Marcin Wichary 9 March 2026 / 4,000 words / 55 images
I don’t know what is Apple’s endgame for the Fn/Globe key, and I’m not sure Apple knows either
Every modifier key starts simple and humble, with a specific task and a nice matching name.
This never lasts. The tasks become larger and more convoluted, and the labels grow obsolete.
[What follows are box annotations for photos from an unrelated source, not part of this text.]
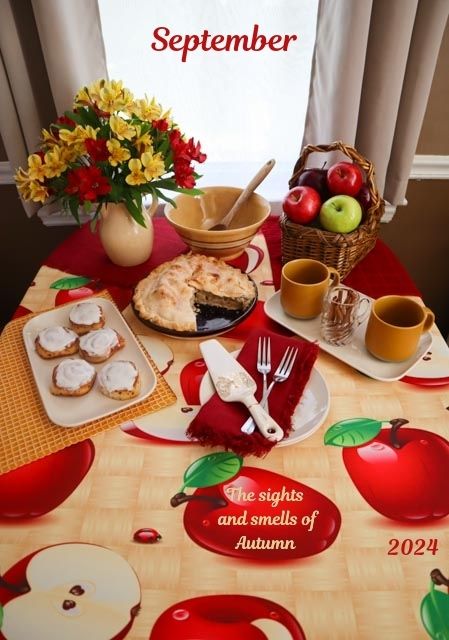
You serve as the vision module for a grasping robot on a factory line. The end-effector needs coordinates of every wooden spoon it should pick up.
[202,160,275,231]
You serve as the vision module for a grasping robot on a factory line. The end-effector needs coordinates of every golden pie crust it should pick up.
[133,253,256,332]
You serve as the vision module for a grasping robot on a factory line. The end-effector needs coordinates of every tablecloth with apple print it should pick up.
[0,220,449,640]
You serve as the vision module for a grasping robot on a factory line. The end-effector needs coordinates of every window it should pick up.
[99,0,318,200]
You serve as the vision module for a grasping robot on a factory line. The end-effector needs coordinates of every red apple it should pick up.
[325,418,449,523]
[356,184,371,211]
[150,594,305,640]
[0,440,95,518]
[171,464,341,562]
[0,542,141,640]
[296,167,329,201]
[282,187,321,224]
[327,162,363,196]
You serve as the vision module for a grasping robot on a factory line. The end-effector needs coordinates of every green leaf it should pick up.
[50,276,92,290]
[324,418,382,447]
[421,582,449,640]
[180,451,243,492]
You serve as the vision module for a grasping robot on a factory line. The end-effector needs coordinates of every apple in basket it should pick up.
[282,187,321,224]
[150,594,305,640]
[320,195,362,233]
[0,543,141,640]
[170,452,341,562]
[327,162,363,196]
[0,440,95,518]
[324,418,449,523]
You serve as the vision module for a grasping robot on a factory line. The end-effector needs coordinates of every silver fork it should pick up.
[241,346,298,435]
[257,336,271,411]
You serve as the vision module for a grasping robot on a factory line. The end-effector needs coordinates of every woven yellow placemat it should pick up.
[0,293,176,474]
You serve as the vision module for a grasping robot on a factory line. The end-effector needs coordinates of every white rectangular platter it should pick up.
[23,298,157,427]
[264,291,432,382]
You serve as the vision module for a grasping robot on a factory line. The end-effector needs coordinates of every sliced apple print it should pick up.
[1,543,141,640]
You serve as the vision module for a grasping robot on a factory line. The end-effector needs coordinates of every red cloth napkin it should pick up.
[187,330,318,457]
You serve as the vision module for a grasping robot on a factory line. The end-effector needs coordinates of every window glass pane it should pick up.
[99,0,318,200]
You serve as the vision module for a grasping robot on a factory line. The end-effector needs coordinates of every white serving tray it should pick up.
[23,298,157,427]
[264,291,432,382]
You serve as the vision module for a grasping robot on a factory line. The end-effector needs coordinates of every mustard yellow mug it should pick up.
[281,258,340,320]
[365,296,435,362]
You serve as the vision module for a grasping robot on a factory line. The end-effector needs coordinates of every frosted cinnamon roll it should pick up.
[98,360,140,400]
[50,358,96,396]
[34,327,79,360]
[80,328,125,362]
[69,302,104,336]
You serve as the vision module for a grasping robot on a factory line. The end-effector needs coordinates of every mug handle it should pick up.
[327,267,340,287]
[423,307,435,332]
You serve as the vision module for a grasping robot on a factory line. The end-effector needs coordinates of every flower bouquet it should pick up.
[15,80,206,226]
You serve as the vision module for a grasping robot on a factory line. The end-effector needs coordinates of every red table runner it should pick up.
[45,216,421,298]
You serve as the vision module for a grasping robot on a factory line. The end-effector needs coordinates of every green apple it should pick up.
[320,195,362,233]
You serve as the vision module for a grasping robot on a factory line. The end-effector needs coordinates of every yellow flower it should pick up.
[142,153,165,182]
[30,180,48,202]
[133,124,153,153]
[132,96,162,122]
[44,146,67,178]
[28,153,45,182]
[125,158,147,185]
[14,167,31,200]
[59,124,99,144]
[106,139,131,167]
[109,116,135,140]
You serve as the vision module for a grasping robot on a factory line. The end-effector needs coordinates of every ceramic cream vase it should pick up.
[99,198,158,267]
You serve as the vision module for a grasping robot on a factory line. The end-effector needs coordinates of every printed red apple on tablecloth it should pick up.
[0,440,95,518]
[420,569,449,640]
[149,594,306,640]
[324,418,449,523]
[171,452,341,562]
[50,276,97,307]
[0,543,141,640]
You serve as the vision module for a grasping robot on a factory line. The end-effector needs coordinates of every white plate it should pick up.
[264,291,432,382]
[200,360,330,447]
[130,351,330,447]
[23,298,156,427]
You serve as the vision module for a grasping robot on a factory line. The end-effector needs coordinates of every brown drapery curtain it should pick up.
[303,0,449,205]
[0,0,107,215]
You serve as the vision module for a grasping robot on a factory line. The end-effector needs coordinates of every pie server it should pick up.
[200,340,284,442]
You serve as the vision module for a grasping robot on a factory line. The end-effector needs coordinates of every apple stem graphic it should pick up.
[390,418,409,449]
[170,491,228,509]
[0,576,31,594]
[430,569,449,587]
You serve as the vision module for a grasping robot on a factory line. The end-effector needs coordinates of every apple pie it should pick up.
[133,253,256,332]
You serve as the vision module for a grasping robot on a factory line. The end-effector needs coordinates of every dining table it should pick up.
[0,215,449,640]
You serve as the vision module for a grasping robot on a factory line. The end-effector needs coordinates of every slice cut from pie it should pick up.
[133,253,256,332]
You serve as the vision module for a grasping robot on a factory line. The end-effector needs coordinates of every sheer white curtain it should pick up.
[303,0,449,204]
[0,0,107,215]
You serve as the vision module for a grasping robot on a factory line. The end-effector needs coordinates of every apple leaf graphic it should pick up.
[50,276,92,289]
[324,418,383,447]
[180,451,243,493]
[421,582,449,640]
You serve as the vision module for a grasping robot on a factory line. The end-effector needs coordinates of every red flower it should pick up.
[65,167,111,204]
[175,160,195,189]
[151,118,168,131]
[187,138,207,162]
[84,138,109,162]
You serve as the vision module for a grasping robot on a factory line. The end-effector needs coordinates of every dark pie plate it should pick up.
[131,278,257,338]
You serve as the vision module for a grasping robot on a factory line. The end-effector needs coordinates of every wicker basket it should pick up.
[280,142,384,278]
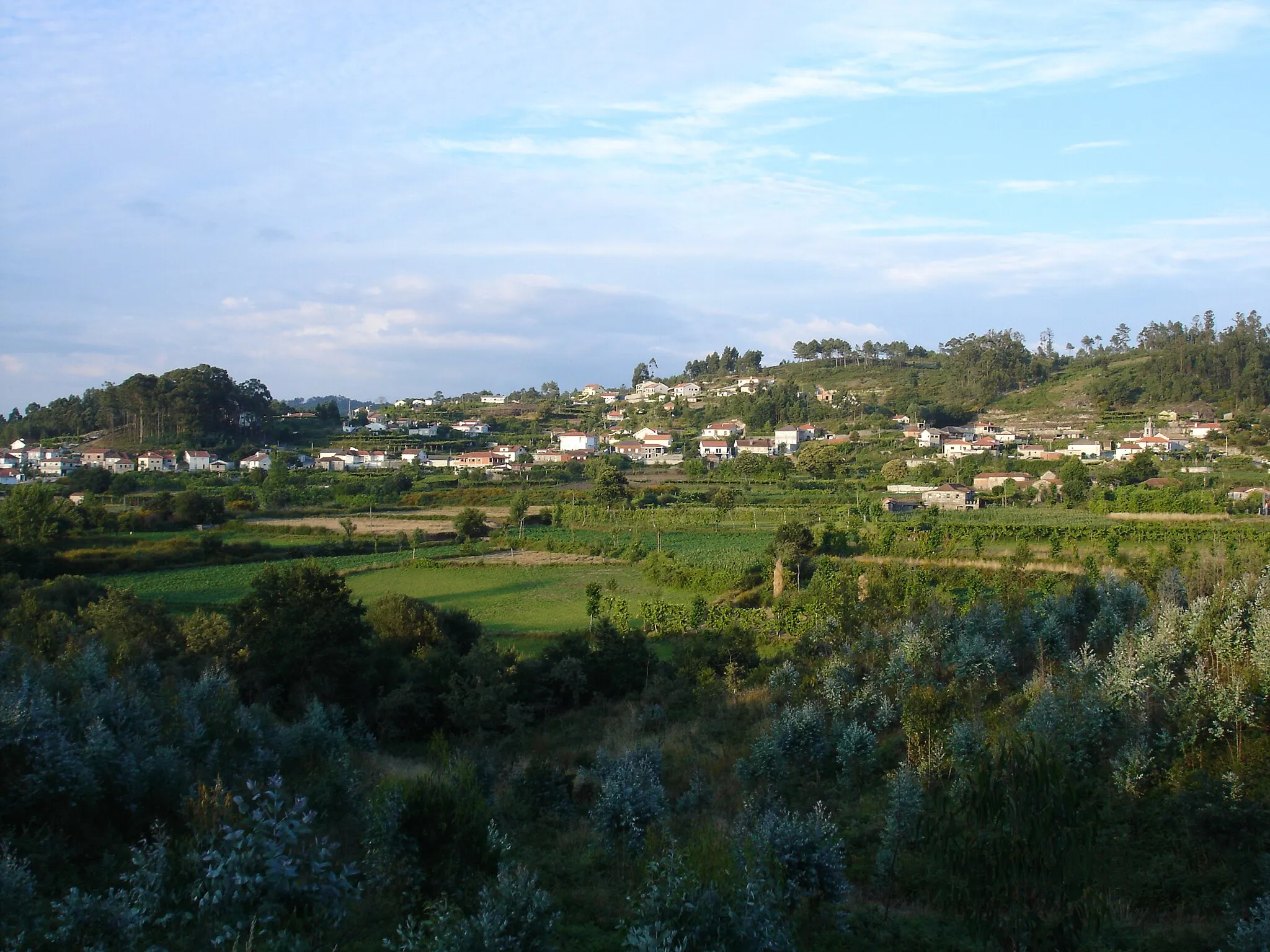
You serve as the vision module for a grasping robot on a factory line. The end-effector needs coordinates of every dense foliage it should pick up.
[0,364,272,443]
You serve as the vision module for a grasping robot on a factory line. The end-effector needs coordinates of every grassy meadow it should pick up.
[348,562,692,647]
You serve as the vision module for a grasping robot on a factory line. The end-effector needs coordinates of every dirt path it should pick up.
[851,556,1085,575]
[446,549,624,565]
[247,505,549,534]
[246,515,450,536]
[1108,513,1231,522]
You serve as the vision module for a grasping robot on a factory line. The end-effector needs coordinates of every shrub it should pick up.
[737,700,829,783]
[455,506,489,542]
[590,746,668,850]
[739,803,850,907]
[624,844,794,952]
[833,721,877,786]
[193,777,358,946]
[367,762,498,909]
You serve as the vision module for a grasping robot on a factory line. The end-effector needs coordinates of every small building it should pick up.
[560,430,600,453]
[1225,486,1270,503]
[772,423,818,453]
[633,426,674,449]
[974,472,1032,493]
[701,420,745,439]
[697,439,733,459]
[102,451,137,472]
[881,496,922,513]
[735,437,776,456]
[39,456,79,476]
[137,449,177,472]
[184,449,216,472]
[613,439,665,464]
[1058,439,1103,459]
[239,453,273,470]
[922,482,979,509]
[450,451,503,470]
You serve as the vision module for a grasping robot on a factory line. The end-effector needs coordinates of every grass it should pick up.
[348,563,692,637]
[99,552,416,612]
[526,519,772,569]
[103,550,693,642]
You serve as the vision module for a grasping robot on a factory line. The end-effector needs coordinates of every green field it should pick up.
[107,552,416,612]
[102,552,692,650]
[348,563,692,635]
[525,523,772,569]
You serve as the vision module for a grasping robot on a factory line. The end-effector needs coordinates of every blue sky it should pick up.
[0,0,1270,408]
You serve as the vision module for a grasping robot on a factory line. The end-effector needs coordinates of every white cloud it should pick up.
[997,179,1076,192]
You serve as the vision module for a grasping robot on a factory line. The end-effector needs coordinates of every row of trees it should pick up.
[794,338,930,367]
[683,346,763,379]
[0,364,272,442]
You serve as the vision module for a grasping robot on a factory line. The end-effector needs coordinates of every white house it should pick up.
[701,420,745,439]
[737,437,776,456]
[39,456,79,476]
[560,430,600,453]
[613,439,665,462]
[239,453,273,470]
[1058,439,1103,459]
[772,423,815,453]
[185,449,216,472]
[137,449,177,472]
[699,439,732,459]
[631,426,674,449]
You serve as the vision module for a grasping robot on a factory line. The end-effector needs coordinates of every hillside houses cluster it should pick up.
[573,377,776,406]
[893,418,1222,462]
[0,439,240,485]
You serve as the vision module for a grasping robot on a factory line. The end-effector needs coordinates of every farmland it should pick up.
[348,563,691,635]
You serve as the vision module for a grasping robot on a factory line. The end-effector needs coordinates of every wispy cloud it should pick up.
[1063,138,1129,152]
[996,175,1147,193]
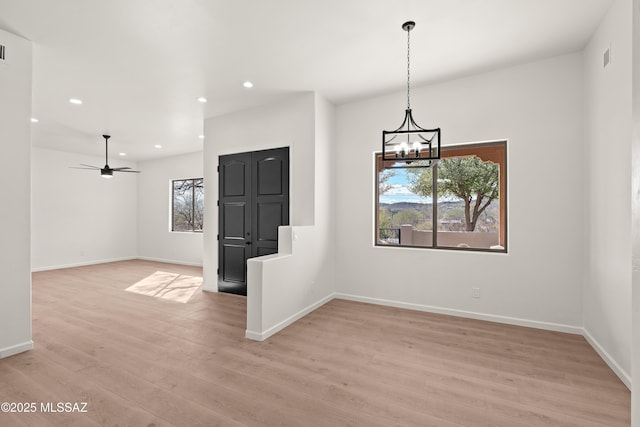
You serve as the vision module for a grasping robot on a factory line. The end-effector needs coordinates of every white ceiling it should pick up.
[0,0,612,160]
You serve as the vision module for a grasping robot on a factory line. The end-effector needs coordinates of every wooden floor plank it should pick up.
[0,260,631,427]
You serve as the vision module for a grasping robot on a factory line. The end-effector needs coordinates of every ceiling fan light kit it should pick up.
[71,135,140,178]
[382,21,440,169]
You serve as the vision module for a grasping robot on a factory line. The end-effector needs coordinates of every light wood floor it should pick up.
[0,261,630,427]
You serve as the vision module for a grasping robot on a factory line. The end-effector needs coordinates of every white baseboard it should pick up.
[0,340,33,359]
[31,257,138,273]
[134,256,202,267]
[335,293,583,335]
[31,256,202,273]
[245,293,335,341]
[582,328,631,390]
[334,293,631,390]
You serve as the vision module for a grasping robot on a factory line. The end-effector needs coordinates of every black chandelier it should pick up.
[382,21,440,168]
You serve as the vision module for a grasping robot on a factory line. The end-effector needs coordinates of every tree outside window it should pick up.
[376,142,506,252]
[171,178,204,231]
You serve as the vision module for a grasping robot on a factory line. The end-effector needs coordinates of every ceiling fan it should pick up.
[71,135,140,178]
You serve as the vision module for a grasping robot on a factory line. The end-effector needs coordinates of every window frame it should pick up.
[373,139,508,254]
[170,178,204,233]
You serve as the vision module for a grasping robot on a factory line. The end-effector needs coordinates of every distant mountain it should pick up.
[379,200,464,209]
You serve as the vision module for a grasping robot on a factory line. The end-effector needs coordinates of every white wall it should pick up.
[0,30,33,358]
[204,93,334,340]
[31,147,138,271]
[334,53,585,332]
[138,151,203,265]
[631,0,640,427]
[584,0,632,385]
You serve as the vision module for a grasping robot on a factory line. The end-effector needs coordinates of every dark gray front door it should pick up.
[218,147,289,295]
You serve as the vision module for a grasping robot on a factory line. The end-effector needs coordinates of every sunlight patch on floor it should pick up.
[126,271,202,303]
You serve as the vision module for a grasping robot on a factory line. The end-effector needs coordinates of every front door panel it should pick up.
[218,148,289,295]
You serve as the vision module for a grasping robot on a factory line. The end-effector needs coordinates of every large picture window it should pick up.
[171,178,204,231]
[375,141,507,252]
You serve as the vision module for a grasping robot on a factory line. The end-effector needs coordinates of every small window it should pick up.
[171,178,204,231]
[375,142,507,252]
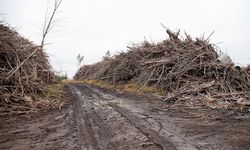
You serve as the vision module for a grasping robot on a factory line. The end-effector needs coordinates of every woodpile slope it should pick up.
[0,25,55,114]
[74,30,250,107]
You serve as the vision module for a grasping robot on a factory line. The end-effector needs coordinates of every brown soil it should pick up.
[0,84,250,150]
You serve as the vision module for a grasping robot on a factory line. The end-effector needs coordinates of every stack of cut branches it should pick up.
[0,25,55,114]
[75,30,250,107]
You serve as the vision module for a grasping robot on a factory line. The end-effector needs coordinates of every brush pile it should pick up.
[74,30,250,107]
[0,25,55,115]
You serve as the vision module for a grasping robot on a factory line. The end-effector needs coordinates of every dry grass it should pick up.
[62,80,164,95]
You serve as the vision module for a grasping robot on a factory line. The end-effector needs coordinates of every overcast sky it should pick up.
[0,0,250,77]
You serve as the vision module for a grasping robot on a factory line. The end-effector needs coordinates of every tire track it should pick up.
[71,86,117,150]
[109,103,177,150]
[69,86,97,149]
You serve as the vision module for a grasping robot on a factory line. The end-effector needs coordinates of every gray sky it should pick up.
[0,0,250,77]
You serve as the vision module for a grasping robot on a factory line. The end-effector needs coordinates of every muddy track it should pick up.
[0,84,250,150]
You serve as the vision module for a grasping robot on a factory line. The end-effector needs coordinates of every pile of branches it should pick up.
[74,30,250,109]
[0,24,55,114]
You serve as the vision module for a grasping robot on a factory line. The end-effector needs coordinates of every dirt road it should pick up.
[0,85,250,150]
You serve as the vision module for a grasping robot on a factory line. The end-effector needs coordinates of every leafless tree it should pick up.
[6,0,62,80]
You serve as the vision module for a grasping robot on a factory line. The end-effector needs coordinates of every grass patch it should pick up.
[62,80,114,89]
[121,83,164,95]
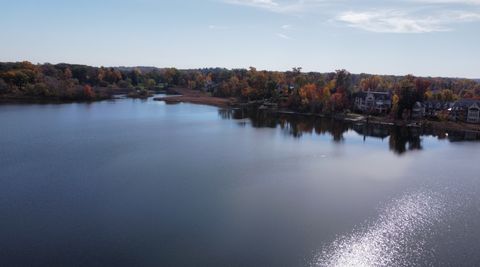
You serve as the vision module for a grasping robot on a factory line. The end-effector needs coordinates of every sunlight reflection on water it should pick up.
[313,192,448,266]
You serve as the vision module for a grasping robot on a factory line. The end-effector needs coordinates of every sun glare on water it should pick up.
[312,192,447,266]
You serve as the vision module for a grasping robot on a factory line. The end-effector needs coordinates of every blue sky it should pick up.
[0,0,480,78]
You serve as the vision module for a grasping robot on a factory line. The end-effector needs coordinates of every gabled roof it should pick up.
[453,98,480,109]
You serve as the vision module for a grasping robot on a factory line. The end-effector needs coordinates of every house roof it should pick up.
[354,91,392,99]
[453,98,480,109]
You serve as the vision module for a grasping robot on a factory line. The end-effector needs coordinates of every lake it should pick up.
[0,99,480,266]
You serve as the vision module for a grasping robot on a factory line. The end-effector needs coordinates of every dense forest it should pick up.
[0,61,480,118]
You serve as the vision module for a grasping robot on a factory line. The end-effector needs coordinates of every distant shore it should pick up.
[154,88,480,133]
[154,88,236,108]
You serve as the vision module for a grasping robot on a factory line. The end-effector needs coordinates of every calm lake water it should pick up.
[0,99,480,266]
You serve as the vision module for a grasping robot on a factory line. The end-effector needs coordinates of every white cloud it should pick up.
[413,0,480,5]
[224,0,306,13]
[337,10,448,33]
[208,25,228,30]
[221,0,480,33]
[276,33,292,40]
[336,10,480,33]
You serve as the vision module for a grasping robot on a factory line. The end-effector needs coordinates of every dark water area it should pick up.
[0,99,480,266]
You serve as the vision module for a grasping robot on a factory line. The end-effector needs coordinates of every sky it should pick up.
[0,0,480,78]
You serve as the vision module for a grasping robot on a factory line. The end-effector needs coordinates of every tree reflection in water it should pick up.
[218,109,480,155]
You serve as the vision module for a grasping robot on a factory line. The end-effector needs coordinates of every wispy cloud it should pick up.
[412,0,480,5]
[224,0,306,13]
[221,0,480,33]
[337,10,449,33]
[336,10,480,33]
[208,25,229,30]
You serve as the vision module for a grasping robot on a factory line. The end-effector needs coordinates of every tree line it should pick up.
[0,61,480,117]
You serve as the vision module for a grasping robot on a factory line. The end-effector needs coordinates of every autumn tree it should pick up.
[83,84,95,100]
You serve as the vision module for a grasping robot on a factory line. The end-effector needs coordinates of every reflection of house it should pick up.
[352,124,390,140]
[412,101,425,119]
[354,90,392,113]
[450,99,480,123]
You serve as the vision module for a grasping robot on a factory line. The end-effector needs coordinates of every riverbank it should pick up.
[154,88,480,133]
[154,88,237,108]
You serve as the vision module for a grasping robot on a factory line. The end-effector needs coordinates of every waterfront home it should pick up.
[450,99,480,123]
[424,100,455,117]
[354,89,392,114]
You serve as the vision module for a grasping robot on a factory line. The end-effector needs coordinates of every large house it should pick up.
[450,99,480,123]
[354,89,392,114]
[424,100,455,117]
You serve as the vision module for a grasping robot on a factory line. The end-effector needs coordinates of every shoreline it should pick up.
[154,88,480,134]
[153,88,236,108]
[0,88,480,134]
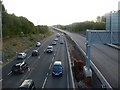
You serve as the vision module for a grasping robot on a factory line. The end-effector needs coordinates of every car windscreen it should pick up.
[12,65,20,70]
[47,47,52,49]
[53,65,62,72]
[18,54,22,56]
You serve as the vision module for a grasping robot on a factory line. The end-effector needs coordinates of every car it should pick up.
[61,33,64,36]
[17,52,27,59]
[18,79,35,90]
[36,42,41,47]
[54,38,58,41]
[52,60,63,76]
[11,61,28,74]
[47,46,53,53]
[32,50,39,56]
[52,41,57,45]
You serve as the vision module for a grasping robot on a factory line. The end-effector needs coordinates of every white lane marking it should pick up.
[0,79,3,82]
[28,68,31,71]
[49,63,52,69]
[7,71,12,75]
[38,56,40,59]
[42,77,47,88]
[28,55,31,59]
[52,57,54,61]
[44,49,46,52]
[37,48,39,50]
[67,69,70,88]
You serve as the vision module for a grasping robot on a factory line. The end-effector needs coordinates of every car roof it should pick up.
[18,52,25,54]
[20,79,33,87]
[54,61,62,65]
[33,50,38,52]
[15,61,25,66]
[37,42,40,44]
[48,46,53,48]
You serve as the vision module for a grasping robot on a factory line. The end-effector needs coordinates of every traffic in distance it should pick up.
[3,33,72,90]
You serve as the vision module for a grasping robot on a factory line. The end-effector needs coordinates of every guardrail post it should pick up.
[83,30,92,87]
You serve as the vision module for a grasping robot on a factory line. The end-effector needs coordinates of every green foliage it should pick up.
[36,25,49,34]
[2,12,49,38]
[57,21,105,32]
[2,12,35,37]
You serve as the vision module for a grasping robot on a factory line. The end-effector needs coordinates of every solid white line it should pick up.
[52,57,54,61]
[7,71,12,75]
[44,49,46,52]
[0,79,3,82]
[47,73,48,76]
[37,48,39,50]
[28,55,31,59]
[38,56,40,59]
[49,63,52,69]
[42,77,47,88]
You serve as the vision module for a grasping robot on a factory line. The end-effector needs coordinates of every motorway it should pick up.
[2,32,72,89]
[62,31,120,88]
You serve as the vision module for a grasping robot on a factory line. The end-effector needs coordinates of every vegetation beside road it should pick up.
[2,5,52,63]
[56,16,106,34]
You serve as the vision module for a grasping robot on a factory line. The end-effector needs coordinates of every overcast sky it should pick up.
[3,0,120,25]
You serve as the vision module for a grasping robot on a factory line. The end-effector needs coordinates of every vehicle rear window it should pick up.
[18,54,22,56]
[13,66,20,69]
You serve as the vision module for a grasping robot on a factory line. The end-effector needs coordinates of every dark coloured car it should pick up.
[36,42,41,47]
[17,52,27,59]
[52,41,57,45]
[18,79,35,90]
[47,46,53,53]
[60,40,64,44]
[52,61,63,76]
[32,50,39,56]
[11,61,28,74]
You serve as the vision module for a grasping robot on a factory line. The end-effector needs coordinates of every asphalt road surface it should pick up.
[2,32,72,89]
[66,32,120,88]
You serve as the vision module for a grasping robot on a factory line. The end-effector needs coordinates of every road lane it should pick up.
[2,31,55,88]
[45,37,69,88]
[2,32,71,88]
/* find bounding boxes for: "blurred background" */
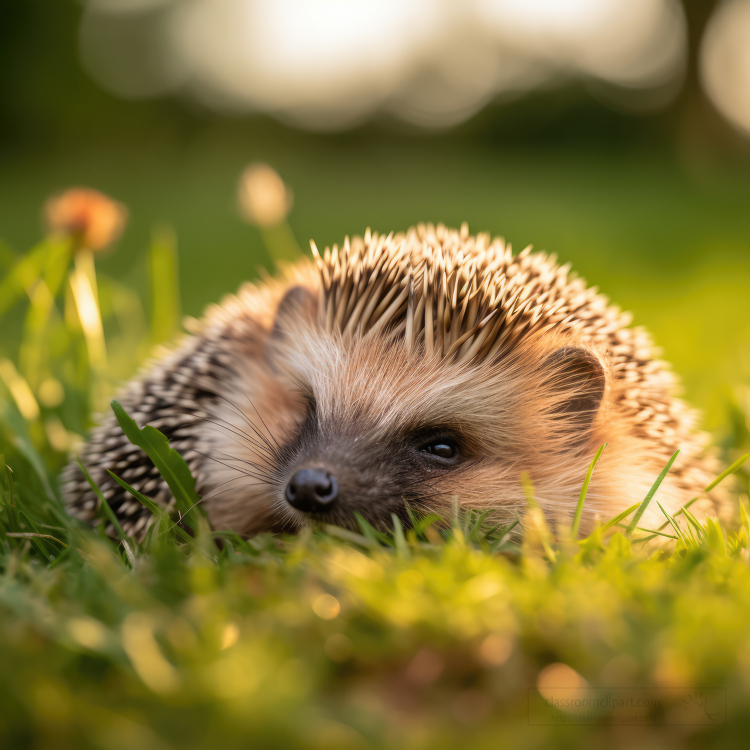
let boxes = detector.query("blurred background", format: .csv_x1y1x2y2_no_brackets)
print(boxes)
0,0,750,436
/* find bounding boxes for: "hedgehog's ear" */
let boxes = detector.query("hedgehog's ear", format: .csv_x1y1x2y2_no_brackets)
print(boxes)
266,286,318,372
546,346,607,431
271,286,318,340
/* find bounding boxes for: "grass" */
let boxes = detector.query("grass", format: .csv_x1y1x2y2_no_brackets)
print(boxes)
0,197,750,750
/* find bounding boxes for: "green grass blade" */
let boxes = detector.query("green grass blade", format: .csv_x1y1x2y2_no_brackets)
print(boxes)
625,450,680,539
150,227,180,344
322,523,380,549
599,503,641,534
570,443,607,539
76,456,127,539
617,523,677,542
391,513,409,557
706,453,750,492
354,511,394,547
656,500,685,541
682,508,706,539
112,401,200,528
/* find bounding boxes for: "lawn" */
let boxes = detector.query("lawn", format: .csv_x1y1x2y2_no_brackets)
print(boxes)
0,172,750,750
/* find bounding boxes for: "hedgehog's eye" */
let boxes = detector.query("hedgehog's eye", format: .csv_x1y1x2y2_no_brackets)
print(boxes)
420,437,458,463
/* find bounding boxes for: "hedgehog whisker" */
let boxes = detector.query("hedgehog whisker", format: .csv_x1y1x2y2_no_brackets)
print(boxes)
195,451,276,486
170,411,277,459
214,391,281,464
Shift no longer shifts a carriage, Control doesn’t send control codes, Alt isn’t for alternate nerdy terminal functions.
Fn is the newest popular modifier key, and it feels we’re speedrunning it through all the challenges without having learned any of the lessons.
1
The first Fn key that mattered arrived with perhaps the most cursed and ridiculed computer in history, IBM’s 1984 PCjr.
PCjr was envisioned as a home version of the massively popular office 1981 PC and its revered Model F keyboard:
IBM PC keyboard (1981) Courtesy Eric Keppel
Depending on how you look at it, PCjr’s keyboard was cut to hell for reasons of either cost or simplicity. Its key count – 21 fewer than the PC – was similar to the Macintosh’s keyboard that debuted just two months earlier. But the Mac was starting anew, and IBM had to deal with the baggage of the 3-year-old platform. The promise of software compatibility of the new home computer with its “senior” predecessor came with a design challenge: keys couldn’t simply be removed.